10. Future: From Neuron-Level to Manifold-Level BCI

Traditional BCI

Process each neuron separately
Decoder = neuron weights

Manifold-level BCI

First map data to a manifold
Decoding in manifold coordinates
Cross-subject transferable

The NDT3 / POYO Direction

Neural foundation models are effectively building a "universal neural manifold": - Pretraining across thousands of subjects - Shared manifold structure - Rapid adaptation to new subjects

11. Logical Chain

Neural manifold + RL policy latent = the same abstraction: low-dimensional dynamics.
Geometry, dynamics, and learning are isomorphic at three levels.
Gallego-Miller-Solla elevate the manifold to a computational object.
CEBRA aligns neural + behavioral manifolds and is the BCI × RL bridge.
In embodied intelligence: aligning M1 manifold + robot policy latent = natural control.
Meta-RL + NDT3 is the direction for cross-subject manifold transfer.
The world model, JEPA, and meta-learning of Human-Like Intelligence all resonate with this view.

References

Gallego et al. (2017).
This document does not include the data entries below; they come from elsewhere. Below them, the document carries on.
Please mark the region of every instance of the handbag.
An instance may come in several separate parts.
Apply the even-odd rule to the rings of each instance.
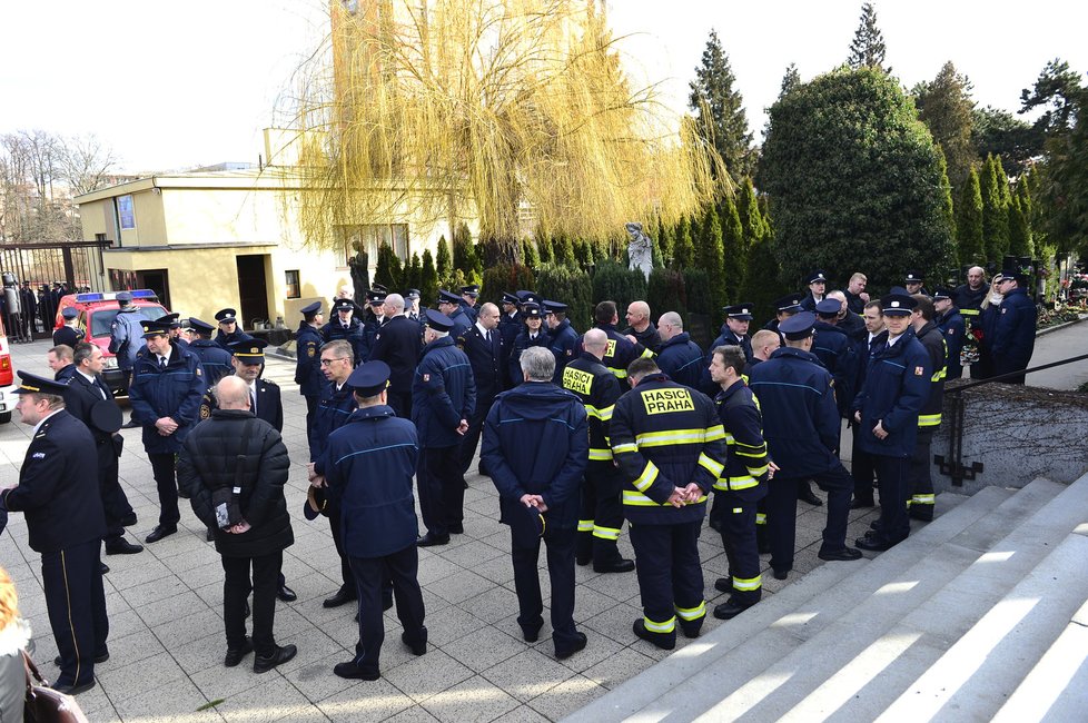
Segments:
[[[49,687],[26,651],[22,664],[27,668],[27,697],[22,709],[27,723],[90,723],[76,699]]]

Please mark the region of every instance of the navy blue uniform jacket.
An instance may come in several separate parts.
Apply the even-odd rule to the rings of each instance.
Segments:
[[[804,477],[839,465],[839,409],[831,373],[814,354],[782,347],[752,367],[748,380],[763,414],[763,438],[782,478]]]
[[[154,354],[137,358],[128,397],[132,418],[144,426],[144,448],[149,454],[181,452],[186,435],[200,422],[200,400],[207,388],[197,355],[172,341],[166,369],[159,368]],[[161,417],[177,422],[177,432],[167,437],[160,435],[155,423]]]
[[[339,503],[349,556],[384,557],[416,544],[412,477],[418,458],[415,426],[386,405],[356,409],[329,435],[325,483]]]
[[[419,430],[419,446],[452,447],[461,444],[457,426],[476,409],[476,382],[465,353],[444,336],[423,347],[412,382],[412,422]]]
[[[858,443],[863,452],[909,457],[918,438],[918,414],[929,399],[933,369],[929,351],[908,328],[890,348],[877,347],[869,357],[866,383],[853,402],[861,409]],[[888,436],[872,434],[882,423]]]
[[[63,409],[46,419],[30,440],[19,486],[3,506],[27,515],[30,547],[55,553],[106,534],[98,475],[87,474],[95,439],[82,422]]]
[[[481,459],[498,489],[503,522],[522,495],[542,495],[546,524],[575,527],[590,436],[582,402],[548,382],[526,382],[495,399]]]

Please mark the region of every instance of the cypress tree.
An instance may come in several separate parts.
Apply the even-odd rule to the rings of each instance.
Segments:
[[[956,205],[956,244],[960,264],[986,266],[982,242],[982,191],[975,168],[968,171],[967,182],[963,184],[959,202]]]

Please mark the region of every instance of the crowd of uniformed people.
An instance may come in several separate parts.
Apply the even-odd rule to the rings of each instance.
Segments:
[[[714,581],[729,594],[713,611],[723,620],[760,601],[760,554],[770,553],[777,578],[788,577],[797,502],[823,504],[811,483],[827,493],[822,559],[852,561],[861,557],[859,548],[888,549],[908,536],[909,517],[931,519],[929,444],[940,424],[944,380],[962,369],[965,316],[986,339],[980,375],[1023,369],[1032,343],[1028,328],[1033,339],[1035,324],[1026,279],[1009,273],[987,289],[972,269],[967,284],[930,295],[920,276],[908,273],[903,287],[872,300],[861,274],[842,291],[827,293],[823,271],[807,283],[808,293],[779,299],[775,317],[755,334],[749,333],[751,304],[726,306],[720,335],[708,349],[692,340],[673,310],[660,314],[655,325],[644,301],[629,305],[629,326],[622,330],[616,304],[599,303],[594,325],[583,334],[572,326],[565,304],[530,290],[477,305],[478,287],[466,286],[459,294],[441,291],[436,309],[421,309],[417,290],[400,295],[376,287],[362,307],[349,295],[336,298],[329,319],[320,303],[303,308],[295,382],[307,404],[305,513],[309,519],[328,518],[340,562],[340,584],[323,604],[355,603],[359,611],[356,656],[337,665],[336,674],[379,676],[382,611],[394,604],[404,625],[402,641],[416,654],[426,652],[417,547],[441,547],[464,533],[465,474],[477,447],[478,472],[494,482],[501,519],[511,528],[517,622],[526,641],[537,640],[543,626],[537,559],[541,544],[546,547],[553,642],[561,658],[587,643],[574,624],[576,565],[636,573],[643,606],[633,622],[636,636],[667,650],[675,645],[677,626],[688,637],[699,635],[706,610],[698,539],[711,497],[709,525],[721,535],[729,561],[728,575]],[[245,491],[250,483],[241,472],[233,481],[222,474],[204,479],[186,457],[192,454],[186,439],[201,419],[222,422],[238,409],[278,437],[279,389],[260,377],[265,343],[238,329],[234,309],[216,314],[215,326],[190,318],[186,338],[177,315],[140,319],[126,314],[125,296],[118,295],[111,350],[131,369],[129,424],[144,429],[159,495],[160,515],[146,542],[177,532],[179,494],[194,497],[195,509],[201,501],[198,512],[225,556],[225,590],[231,591],[225,592],[225,607],[231,608],[225,664],[236,665],[254,650],[259,617],[255,670],[270,670],[295,652],[275,645],[270,634],[269,596],[295,598],[279,570],[283,546],[293,539],[289,521],[286,532],[266,529],[260,537],[276,541],[269,543],[274,549],[241,546],[241,557],[253,563],[251,584],[248,566],[239,572],[227,558],[240,554],[234,535],[255,539],[259,525],[246,515],[268,516],[263,508],[247,512],[246,505],[275,506],[283,484],[258,495],[241,492],[224,503],[217,523],[208,501],[218,498],[220,487]],[[72,369],[61,358],[70,347],[51,349],[57,378],[67,384],[78,376],[111,402],[109,389],[93,383],[101,354],[89,346],[77,344]],[[217,410],[221,399],[211,389],[231,376],[240,382],[221,387],[230,403]],[[34,395],[36,384],[24,383],[24,394]],[[244,394],[235,394],[246,388],[248,404]],[[60,396],[71,398],[67,386]],[[100,455],[97,495],[107,532],[88,532],[106,539],[108,554],[138,553],[142,547],[123,538],[123,527],[136,521],[117,485],[112,444],[122,420],[96,418],[91,410],[81,416],[97,444],[110,449]],[[839,456],[843,420],[853,434],[849,472]],[[176,475],[179,455],[184,479]],[[880,517],[848,546],[849,511],[873,506],[874,491]],[[230,504],[239,501],[240,512],[231,512]],[[7,492],[4,502],[20,509],[19,495]],[[624,558],[617,546],[624,522],[634,559]],[[51,621],[52,606],[97,610],[108,570],[99,565],[95,555],[93,570],[80,573],[89,582],[75,595],[69,591],[66,601],[59,597],[60,583],[47,577]],[[249,590],[259,610],[253,643],[239,627],[239,606],[249,614],[244,600]],[[95,615],[67,622],[69,638],[95,641],[90,651],[61,644],[62,617],[58,612],[55,624],[62,680],[78,692],[92,684],[83,671],[108,654],[105,640],[96,638]],[[80,625],[90,630],[73,632]]]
Neural manifolds for the control of movement. Neuron.
Gallego et al. (2020). Long-term stability of cortical population dynamics underlying consistent behavior. Nat Neurosci.
Wang et al. (2018). Prefrontal cortex as a meta-reinforcement learning system. Nat Neurosci.
Schneider et al. (2023). Learnable latent embeddings for joint behavioral and neural analysis. Nature.
Sussillo et al. (2015). A neural network that finds a naturalistic solution for the production of muscle activity. Nat Neurosci.